Across the country, most criminal prosecutions take place in state and local courts, not federal courts. That’s because most cases are prosecuted by state and local authorities. By contrast, because D.C. felonies are prosecuted not by the D.C. Attorney General but not the U.S. Attorney’s Office (“USAO”), it is the federal government that decides which court to use, local or federal. Most prosecutions here are usually brought in D.C. Superior Court under D.C. law. But recently, the federal government has been changing that—shifting gun-possession cases into federal court and charging D.C. criminal defendants under harsher federal laws that were enacted by Congress (in which D.C. resident have no voting representative) and which are out of step with the decisions of the people of the District to pursue a criminal-justice reform agenda through their elected representatives on the D.C. Council.
By imposing harsher penalties, the new USAO policy will exacerbate the already high incarceration rate of D.C. residents, and particularly its black and brown residents. And research and data suggest that the new policy is unlikely to be effective in reducing crime in the District.

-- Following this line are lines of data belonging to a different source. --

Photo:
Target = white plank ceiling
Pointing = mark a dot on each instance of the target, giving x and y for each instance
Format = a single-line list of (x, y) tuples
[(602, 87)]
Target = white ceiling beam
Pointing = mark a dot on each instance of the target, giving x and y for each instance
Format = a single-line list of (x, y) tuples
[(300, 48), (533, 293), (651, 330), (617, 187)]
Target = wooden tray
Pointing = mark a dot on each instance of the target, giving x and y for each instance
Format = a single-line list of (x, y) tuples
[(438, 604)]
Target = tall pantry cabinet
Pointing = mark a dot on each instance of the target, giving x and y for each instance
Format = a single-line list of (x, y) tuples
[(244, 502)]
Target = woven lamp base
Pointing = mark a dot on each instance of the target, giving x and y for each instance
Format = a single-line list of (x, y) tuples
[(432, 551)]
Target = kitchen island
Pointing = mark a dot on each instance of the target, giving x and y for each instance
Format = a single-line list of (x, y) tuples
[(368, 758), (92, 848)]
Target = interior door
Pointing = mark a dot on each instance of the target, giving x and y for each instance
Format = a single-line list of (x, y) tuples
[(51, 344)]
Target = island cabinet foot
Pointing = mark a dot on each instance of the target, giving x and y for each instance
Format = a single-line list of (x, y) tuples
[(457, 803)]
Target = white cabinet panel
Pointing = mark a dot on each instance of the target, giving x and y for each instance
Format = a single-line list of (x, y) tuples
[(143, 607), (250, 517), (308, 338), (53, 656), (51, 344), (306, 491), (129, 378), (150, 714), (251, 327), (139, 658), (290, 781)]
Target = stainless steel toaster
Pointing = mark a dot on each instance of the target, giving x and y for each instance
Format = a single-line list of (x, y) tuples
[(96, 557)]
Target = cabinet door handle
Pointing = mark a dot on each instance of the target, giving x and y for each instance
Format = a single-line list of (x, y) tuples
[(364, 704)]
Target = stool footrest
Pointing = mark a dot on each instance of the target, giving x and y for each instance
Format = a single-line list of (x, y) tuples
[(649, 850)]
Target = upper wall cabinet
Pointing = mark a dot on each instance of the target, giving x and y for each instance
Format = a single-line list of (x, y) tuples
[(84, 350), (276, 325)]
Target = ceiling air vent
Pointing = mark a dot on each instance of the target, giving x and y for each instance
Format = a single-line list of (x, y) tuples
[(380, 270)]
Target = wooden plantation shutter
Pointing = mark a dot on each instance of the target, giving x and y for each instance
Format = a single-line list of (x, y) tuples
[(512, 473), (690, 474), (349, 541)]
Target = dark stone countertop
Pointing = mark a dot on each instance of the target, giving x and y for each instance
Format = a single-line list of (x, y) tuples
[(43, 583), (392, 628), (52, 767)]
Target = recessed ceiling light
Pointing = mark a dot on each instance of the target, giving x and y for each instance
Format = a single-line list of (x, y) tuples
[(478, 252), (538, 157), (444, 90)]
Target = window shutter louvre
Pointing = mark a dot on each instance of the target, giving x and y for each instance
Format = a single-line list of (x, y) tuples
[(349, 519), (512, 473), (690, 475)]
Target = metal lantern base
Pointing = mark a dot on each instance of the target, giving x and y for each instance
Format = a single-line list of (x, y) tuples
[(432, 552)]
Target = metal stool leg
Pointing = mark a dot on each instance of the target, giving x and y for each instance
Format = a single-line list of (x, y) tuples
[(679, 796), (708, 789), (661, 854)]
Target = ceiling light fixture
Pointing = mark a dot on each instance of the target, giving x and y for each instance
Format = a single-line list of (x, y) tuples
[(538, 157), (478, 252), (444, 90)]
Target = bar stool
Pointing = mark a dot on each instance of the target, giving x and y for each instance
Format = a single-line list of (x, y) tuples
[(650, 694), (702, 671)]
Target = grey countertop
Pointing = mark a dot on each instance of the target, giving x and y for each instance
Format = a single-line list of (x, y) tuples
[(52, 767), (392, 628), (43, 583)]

In this case, a criminal defendant on a gun possession charge in federal court has challenged the USAO’s policy of shifting prosecutions to federal court, on the grounds that it violates the D.C. Home Rule Act passed by Congress, that it was adopted in violation of the Administrative Procedure Act, and that it was implemented in retaliation for criminal defendants’ exercise of their rights under D.C. law in D.C. courts. In April 2020, the ACLU of D.C. filed an amicus brief in support of the challenge to alert the court to the deleterious consequences of the USAO policy on D.C. criminal justice policy and on D.C. residents of color. The D.C. Attorney General has likewise filed a brief supporting the challenge.